La suspension de l’exploitation du bois et du charbon dans la zone rurale de Mayangose, près du Parc national des Virunga (PNVi), décidée par le gouverneur militaire du Nord-Kivu, le général-major Kakule Somo Évariste, apparaît comme un pansement posé sur une plaie béante. En réalité, cette mesure provisoire ne résout en rien la violence systématique que subissent les communautés rurales aux abords du parc, livrées à l’arbitraire des éco-gardes de l’Institut congolais pour la conservation de la nature (ICCN).
La colère est née de la destruction brutale de plus de 20 hectares de champs vivriers par les gardes du parc, sur l’axe Beni-Kasindi. Pour les victimes, ces actes ne sont rien d’autre qu’un « deuxième massacre », un rappel douloureux des drames qui ensanglantent depuis des décennies la région de Beni. Dans une zone marquée par l’insécurité, où les populations survivent déjà dans la peur et la précarité, la perte de leurs champs équivaut à une condamnation à la famine.

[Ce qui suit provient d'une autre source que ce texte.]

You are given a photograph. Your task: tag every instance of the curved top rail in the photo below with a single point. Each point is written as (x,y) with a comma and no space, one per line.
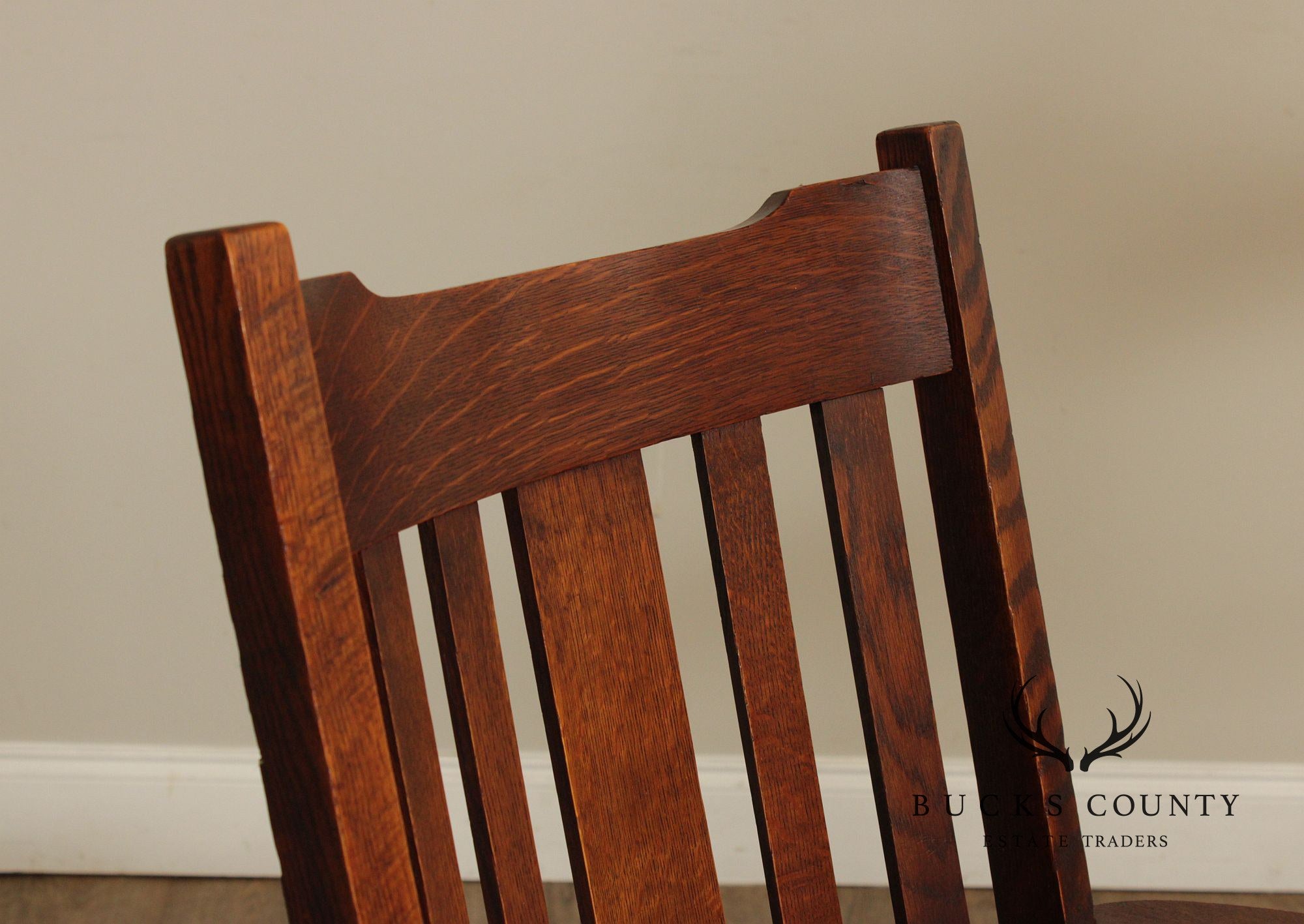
(439,400)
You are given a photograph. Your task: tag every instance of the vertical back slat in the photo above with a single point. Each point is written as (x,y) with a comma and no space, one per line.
(988,554)
(404,697)
(614,702)
(887,653)
(481,706)
(290,581)
(744,537)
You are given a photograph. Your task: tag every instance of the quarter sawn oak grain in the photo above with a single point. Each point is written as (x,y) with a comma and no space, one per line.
(439,400)
(331,418)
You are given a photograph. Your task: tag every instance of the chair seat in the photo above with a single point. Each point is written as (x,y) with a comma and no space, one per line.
(1191,912)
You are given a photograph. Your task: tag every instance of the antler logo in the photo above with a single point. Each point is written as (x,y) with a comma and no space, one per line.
(1036,740)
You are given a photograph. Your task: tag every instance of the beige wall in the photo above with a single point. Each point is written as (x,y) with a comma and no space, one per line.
(1142,194)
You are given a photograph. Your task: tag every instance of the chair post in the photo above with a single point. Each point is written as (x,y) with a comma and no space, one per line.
(294,597)
(988,559)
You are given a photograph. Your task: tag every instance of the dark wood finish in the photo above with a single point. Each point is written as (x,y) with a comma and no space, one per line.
(402,685)
(988,555)
(744,537)
(482,715)
(887,654)
(96,899)
(1190,912)
(614,704)
(440,400)
(290,580)
(331,418)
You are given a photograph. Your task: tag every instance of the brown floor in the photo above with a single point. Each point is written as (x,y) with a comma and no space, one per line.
(105,899)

Le chef coutumier des villages Bapakombe-Bakondo, le Mwami Atsu Taibo Alphonse, a confirmé la suspension des activités forestières par l’autorité provinciale, précisant toutefois que l’agriculture pouvait continuer « en attendant d’autres mesures ». Mais cette décision, communiquée le 30 septembre 2025, ne fait que repousser le problème sans s’attaquer aux causes réelles : la criminalisation des paysans au nom de la conservation, et la complicité passive des autorités face à ces abus.

La question qui fâche est simple : pourquoi protéger la biodiversité au prix de la vie humaine ? Le Parc des Virunga, patrimoine mondial de l’UNESCO, est une richesse planétaire. Mais derrière le discours de la conservation se cache une logique d’exclusion, où les communautés riveraines sont traitées comme des intrus sur leurs propres terres ancestrales. On sacrifie des familles entières au nom de la « protection de la nature », alors même qu’aucune alternative économique crédible ne leur est proposée.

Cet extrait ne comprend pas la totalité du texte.